千层金叶片精油具有明显的细菌群体感应抑制活性，其有效成分甲基丁香酚含量高达86.5%，而且，叶片中未检测到甲基丁香酚合成的底物——丁香酚，说明千层金叶片中丁香酚-O-甲基转移酶（EOMT）具有很强的催化丁香酚生成甲基丁香酚的能力，但其作用机制并不清楚。课题组在前期研究中对千层金叶片进行转录组测序，获得了5条候选EOMT基因的全长cDNA。在此基础上，本项目拟通过qRT-PCR和VIGS技术，筛选出千层金叶片中高效催化甲基丁香酚合成的主效EOMT基因；通过原核表达和矮牵牛的遗传转化，对主效EOMT基因进行功能验证；通过同源建模及定点突变技术，揭示主效EOMT结构与功能的关系。旨在明确EOMT在千层金叶片中高效催化甲基丁香酚合成的作用机制，为进一步研究千层金中甲基丁香酚生物合成途径的调控机制提供理论依据和工作基础，研究结果可为植物次生代谢产物的高效合成与转化研究提供新的思路和方法上的借鉴。
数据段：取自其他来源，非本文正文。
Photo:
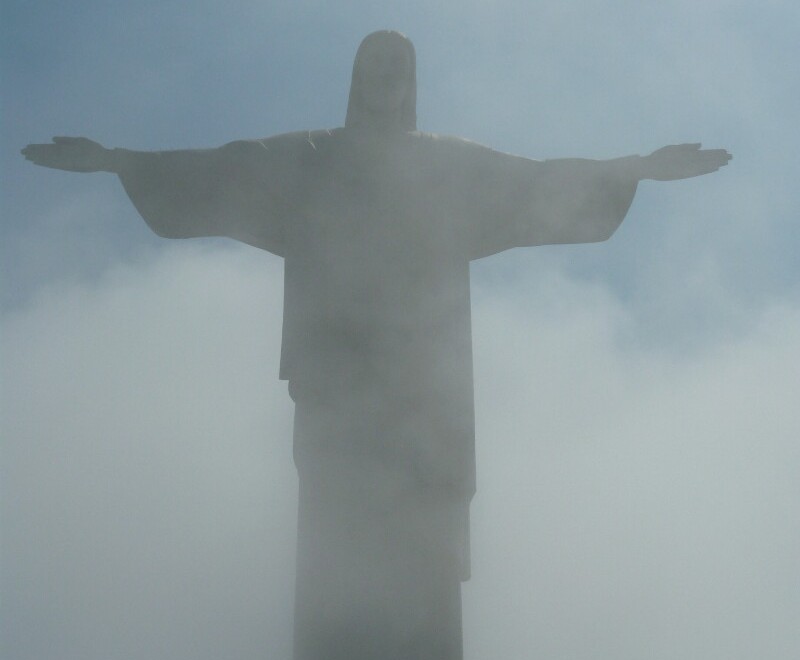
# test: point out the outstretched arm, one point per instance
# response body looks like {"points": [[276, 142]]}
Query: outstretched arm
{"points": [[679, 161], [242, 190], [76, 154]]}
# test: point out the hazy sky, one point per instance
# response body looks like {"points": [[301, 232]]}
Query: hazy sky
{"points": [[638, 432]]}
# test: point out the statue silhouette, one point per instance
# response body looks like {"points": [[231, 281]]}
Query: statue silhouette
{"points": [[377, 223]]}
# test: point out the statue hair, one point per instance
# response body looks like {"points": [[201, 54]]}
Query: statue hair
{"points": [[357, 114]]}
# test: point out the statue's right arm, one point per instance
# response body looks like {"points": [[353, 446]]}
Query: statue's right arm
{"points": [[77, 154]]}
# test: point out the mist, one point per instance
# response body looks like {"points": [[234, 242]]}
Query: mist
{"points": [[636, 423]]}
千层金叶片精油具有明显的细菌群体感应抑制活性，其有效成分甲基丁香酚含量高达86.5%，而且，叶片中未检测到甲基丁香酚生物合成的底物——丁香酚，说明千层金叶片中EOMT具有很强的催化丁香酚生成甲基丁香酚的能力，但其作用机制并不清楚。本项目通过转录组和代谢组的联合分析，筛选出千层金叶片中高效催化甲基丁香酚生物合成的MbEOMT1和MbEOMT2基因，并对其进行表达谱分析，发现MbEOMT1和MbEOMT2基因的转录水平与甲基丁香酚的含量呈正相关。通过遗传转化分析发现，在瞬时过表达MbEOMT1和MbEOMT2基因的草莓果实和千层金叶片中，相应基因的表达量和甲基丁香酚的含量均显著升高；而在MbEOMT1和MbEOMT2基因沉默的千层金叶片中，甲基丁香酚的含量显著下降，相应基因的转录水平也受到抑制。构建原核表达载体pET-32a(+)-MbEOMT1，获得分子质量约为57kD的可溶性蛋白，并将纯化后的可溶性蛋白进行体外酶性分析，发现该蛋白能以SAM为甲基供体，以丁香酚为底物，催化形成甲基丁香酚，而对底物异丁香酚却没有活性。以上结果表明，MbEOMT1和MbEOMT2基因是千层金叶片中甲基丁香酚生物合成途径的关键酶基因。此外，分别对MbEOMT1和MbEOMT2进行同源建模，结合分子对接技术确定底物结合口袋附近的氨基酸残基，分析可能影响千层金MbEOMT1和MbEOMT2催化活性和底物特异性的关键位点：在MbEOMT1中，关键的氨基酸残基主要包括ALA-23、ASP-26、SER-27、ASP-127、ASN-172、ILE-207、HIS-265、ASP-266和GLU-324；在MbEOMT2中，关键的氨基酸残基主要包括LYS-19、ASN-20、ALA-23、ASP-26、LYS-79、ASN-172、LEU-207和THR-209。本项目明确了MbEOMT1和MbEOMT2基因在千层金叶片中高效催化甲基丁香酚生物合成的作用机制，为进一步研究千层金中甲基丁香酚生物合成途径的调控机制提供理论依据和工作基础，研究结果可为植物次生代谢产物的高效合成与转化研究提供新的思路和方法上的借鉴。